Plaintiff's Request for Deposition Transcripts.

Although Defendants argue Plaintiff's requests seek irrelevant information, Midland's Memorandum at 16; C&S's Memorandum at 17-19, the court finds otherwise. In particular, to the extent available in Defendants' possession, such transcripts, may produce testimony relevant to the degree of Midland's control over C&S's collection actions directed to the class as well as C&S's net worth, which remains an open issue. Additionally, such testimony may also reveal the extent to which C&S's alleged improper collection activity in relation to the collection of filing fees represented repetitive and intentional violations of the FDCPA directed to the class relevant to a calculation of damages pursuant to 15 U.S.C. § 1692k(b)(2). That, as C&S argues, C&S's Memorandum at 20, the request covers information outside the applicable FDCPA one-year statute of limitations is not dispositive. See Maritime Cinema Service Corp. v. Movies En Route, Inc., 60 F.R.D. 587, 590-91 (S.D.N.Y. 1973) (rejecting defendant's assertion that permitting discovery pertaining to period outside relevant limitations period in antitrust proceeding would be irrelevant to damages issue). C&S points to no authority supporting this contention. As the request seeks relevant information and Defendants fail to demonstrate the requests impose an undue burden, Plaintiff's motion should be GRANTED as to this request.

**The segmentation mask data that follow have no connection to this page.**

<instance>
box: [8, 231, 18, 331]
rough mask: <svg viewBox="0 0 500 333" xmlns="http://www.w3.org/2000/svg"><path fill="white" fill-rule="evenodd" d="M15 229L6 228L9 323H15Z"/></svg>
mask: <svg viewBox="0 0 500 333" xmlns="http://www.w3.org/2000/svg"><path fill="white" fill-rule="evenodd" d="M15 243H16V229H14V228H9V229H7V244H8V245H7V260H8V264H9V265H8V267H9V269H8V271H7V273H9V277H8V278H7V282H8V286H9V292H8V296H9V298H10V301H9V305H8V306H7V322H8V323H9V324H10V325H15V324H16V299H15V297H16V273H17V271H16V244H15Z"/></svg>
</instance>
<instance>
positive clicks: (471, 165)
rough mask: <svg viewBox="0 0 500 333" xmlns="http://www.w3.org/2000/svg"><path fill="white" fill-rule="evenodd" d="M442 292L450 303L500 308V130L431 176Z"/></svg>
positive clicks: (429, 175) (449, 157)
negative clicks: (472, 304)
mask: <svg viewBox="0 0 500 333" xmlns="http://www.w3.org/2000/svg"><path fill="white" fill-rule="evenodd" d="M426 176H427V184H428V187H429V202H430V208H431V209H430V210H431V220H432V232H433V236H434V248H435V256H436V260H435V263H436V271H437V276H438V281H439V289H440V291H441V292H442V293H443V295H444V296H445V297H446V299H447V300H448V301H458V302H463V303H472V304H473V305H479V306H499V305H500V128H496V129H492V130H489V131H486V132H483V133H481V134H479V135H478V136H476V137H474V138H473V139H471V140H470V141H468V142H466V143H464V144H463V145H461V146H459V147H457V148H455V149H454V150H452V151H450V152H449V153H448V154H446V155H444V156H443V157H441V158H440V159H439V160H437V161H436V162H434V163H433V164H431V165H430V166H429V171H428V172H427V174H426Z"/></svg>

Plaintiff's Request for C&S Training Materials.

Although Defendant C&S has withdrawn its bona fide error defense, available under 15 U.S.C. § 1692k(c), such material may nevertheless produce information relevant to C&S's alleged flagrant FDCPA violations in connection with the collection of pre-suit filing fees, see Chang v. Cavalry Portfolio Services, LLC, 2011 WL 6101952, at *1 (E.D.N.Y. Dec. 1, 2011) (granting production of defendant's training manuals in FDCPA action as relevant to award of damages for willful violations), and the issue of Midland's alleged control over such actions relevant to the issue of Midland's potential vicarious liability for C&S's FDCPA violations directed to the class. C&S asserts no undue burden upon C&S in connection with this request. Plaintiff's motion as to this request should be GRANTED.

Local Rule 7(d)(4).

Defendants maintain Plaintiff failed to comply with Local Rule 7(d)(4) which requires a documented good faith effort to resolve a discovery dispute prior to bringing a motion to compel. Midland's Memorandum at 8-10; C&S's Memorandum at 5-6. Plaintiff's response persuasively demonstrates in detail Plaintiff's efforts to resolve the instant document production dispute initially raised following Defendants' refusal to provide discovery in response to Plaintiff's Third Demand for Discovery served October 30, 2013. See Miller Declaration Exh. A; Plaintiff's Reply Memorandum at 11-14. Defendants' opposition to Plaintiff's motion on this ground is therefore without merit.


Based on the foregoing, Plaintiff's motion (Doc. No. 230) is GRANTED in part and DENIED in part.[1]